Authentication + Websockets

My application wants to let users log in using Twitch. I redirect them to the twitch page and they authenticate and I get the OAuth token from the kraken authentication API.

My question originates from reading this piece of documentation:

This section applies only to developers who use Twitch to enable users to log into their applications. In these cases, Twitch ensures that users who identify themselves on third-party Web sites are who they say they are.
Twitch requires that applications using Twitch OAuth 2 authentication for login validate the access tokens with every request. That is, if your service uses Twitch as a form of authentication (to verify that a user is who he says he is on your platform), each request to your service must validate the continued viability of the access token.
Twitch periodically conducts audits. If we discover an application that is not re-validating access tokens (that is, an application that validates only for login and not thereafter), we may take punitive action, such as revoking the developer’s API key or throttling the application’s performance.

My use case is essentially getting the User ID from Twitch’s v5 GET API after they authorize and storing said User ID as a way to uniquely identify a Twitch user. Then, they are primarily communicating with my server alone through a websocket opened once, and I almost never need to talk to Twitch again after that. Users have to re-authenticate if they close the connection (the page, or disconnect, etc.), but that’s about it.

Should I set a timer to re-check the oauth token every 10 minutes? Every 5? Whenever the root URL says my token is going to run out? How do I make sure I’m validating properly and within the limits of the rules here?

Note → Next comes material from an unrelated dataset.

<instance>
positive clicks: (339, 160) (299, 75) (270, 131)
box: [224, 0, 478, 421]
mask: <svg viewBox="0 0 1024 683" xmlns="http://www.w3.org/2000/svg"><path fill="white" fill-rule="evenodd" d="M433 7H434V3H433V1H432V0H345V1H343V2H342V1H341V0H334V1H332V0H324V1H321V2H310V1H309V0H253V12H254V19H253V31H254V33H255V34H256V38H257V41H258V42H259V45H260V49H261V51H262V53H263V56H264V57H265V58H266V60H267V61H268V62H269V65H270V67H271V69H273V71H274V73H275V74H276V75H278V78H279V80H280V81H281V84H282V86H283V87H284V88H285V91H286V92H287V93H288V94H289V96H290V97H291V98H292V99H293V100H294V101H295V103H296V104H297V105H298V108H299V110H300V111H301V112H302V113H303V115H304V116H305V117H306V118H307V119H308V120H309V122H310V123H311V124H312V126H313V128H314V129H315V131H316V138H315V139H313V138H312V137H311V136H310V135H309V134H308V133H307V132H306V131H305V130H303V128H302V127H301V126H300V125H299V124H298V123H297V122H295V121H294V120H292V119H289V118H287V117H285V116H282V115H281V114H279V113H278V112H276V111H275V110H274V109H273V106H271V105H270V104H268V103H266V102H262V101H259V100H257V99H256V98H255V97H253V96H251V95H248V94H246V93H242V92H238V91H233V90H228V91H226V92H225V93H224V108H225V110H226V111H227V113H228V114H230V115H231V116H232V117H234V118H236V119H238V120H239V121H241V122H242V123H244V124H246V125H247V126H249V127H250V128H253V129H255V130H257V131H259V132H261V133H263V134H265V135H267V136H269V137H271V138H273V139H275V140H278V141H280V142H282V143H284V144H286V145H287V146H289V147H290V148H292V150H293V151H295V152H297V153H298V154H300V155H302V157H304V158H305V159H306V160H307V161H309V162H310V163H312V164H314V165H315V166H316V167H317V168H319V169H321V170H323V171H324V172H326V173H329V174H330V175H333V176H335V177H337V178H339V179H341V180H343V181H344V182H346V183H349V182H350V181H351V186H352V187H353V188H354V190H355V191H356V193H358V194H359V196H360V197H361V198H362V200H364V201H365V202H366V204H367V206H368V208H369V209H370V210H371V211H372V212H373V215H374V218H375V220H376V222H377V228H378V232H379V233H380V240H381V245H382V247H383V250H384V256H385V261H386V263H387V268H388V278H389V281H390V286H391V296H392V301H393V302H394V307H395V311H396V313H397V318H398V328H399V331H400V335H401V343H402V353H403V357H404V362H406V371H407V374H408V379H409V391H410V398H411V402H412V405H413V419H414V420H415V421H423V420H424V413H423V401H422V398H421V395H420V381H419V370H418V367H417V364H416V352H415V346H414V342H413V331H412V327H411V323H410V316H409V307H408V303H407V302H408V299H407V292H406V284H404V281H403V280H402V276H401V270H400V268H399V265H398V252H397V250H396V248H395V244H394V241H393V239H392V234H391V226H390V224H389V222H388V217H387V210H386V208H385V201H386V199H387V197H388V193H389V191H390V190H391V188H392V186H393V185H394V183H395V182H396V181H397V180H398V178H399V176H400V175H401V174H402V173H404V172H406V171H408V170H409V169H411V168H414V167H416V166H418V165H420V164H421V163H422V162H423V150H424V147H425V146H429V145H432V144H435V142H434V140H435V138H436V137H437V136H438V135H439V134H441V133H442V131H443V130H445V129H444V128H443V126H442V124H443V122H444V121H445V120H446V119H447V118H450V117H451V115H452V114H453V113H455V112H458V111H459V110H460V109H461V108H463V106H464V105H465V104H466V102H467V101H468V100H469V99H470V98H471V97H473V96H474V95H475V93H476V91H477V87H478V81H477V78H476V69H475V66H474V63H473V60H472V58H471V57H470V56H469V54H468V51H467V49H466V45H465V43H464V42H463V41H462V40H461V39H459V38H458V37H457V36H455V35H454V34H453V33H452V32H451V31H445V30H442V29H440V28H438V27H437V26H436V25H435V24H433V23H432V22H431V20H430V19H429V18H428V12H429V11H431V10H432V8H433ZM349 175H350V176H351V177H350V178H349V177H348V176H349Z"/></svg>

I don’t want to validate for every single command piped either way through my websocket because that’s a sure fire way to get rate limited, as there are hundreds of binary commands going back and forth between my server and my users.

I would really appreciate any guidance on the subject!

I have a similar question, given the reliability issues with the API, I let folks authenticate once, then give the user the power to delete all their data from a system that belongs to them if they wish to cease using it. They don’t even have to disconnect in Twitch, which some folks don’t even know exists, I think. The reason for this design was, when I was trying to check the API on a consistent basis for authentication purposes, it was coming back with failures (especially during that time period a couple of weeks ago) and I didn’t want to deal with it anymore - having my service depend upon a service that was going down every other day just wasn’t ideal.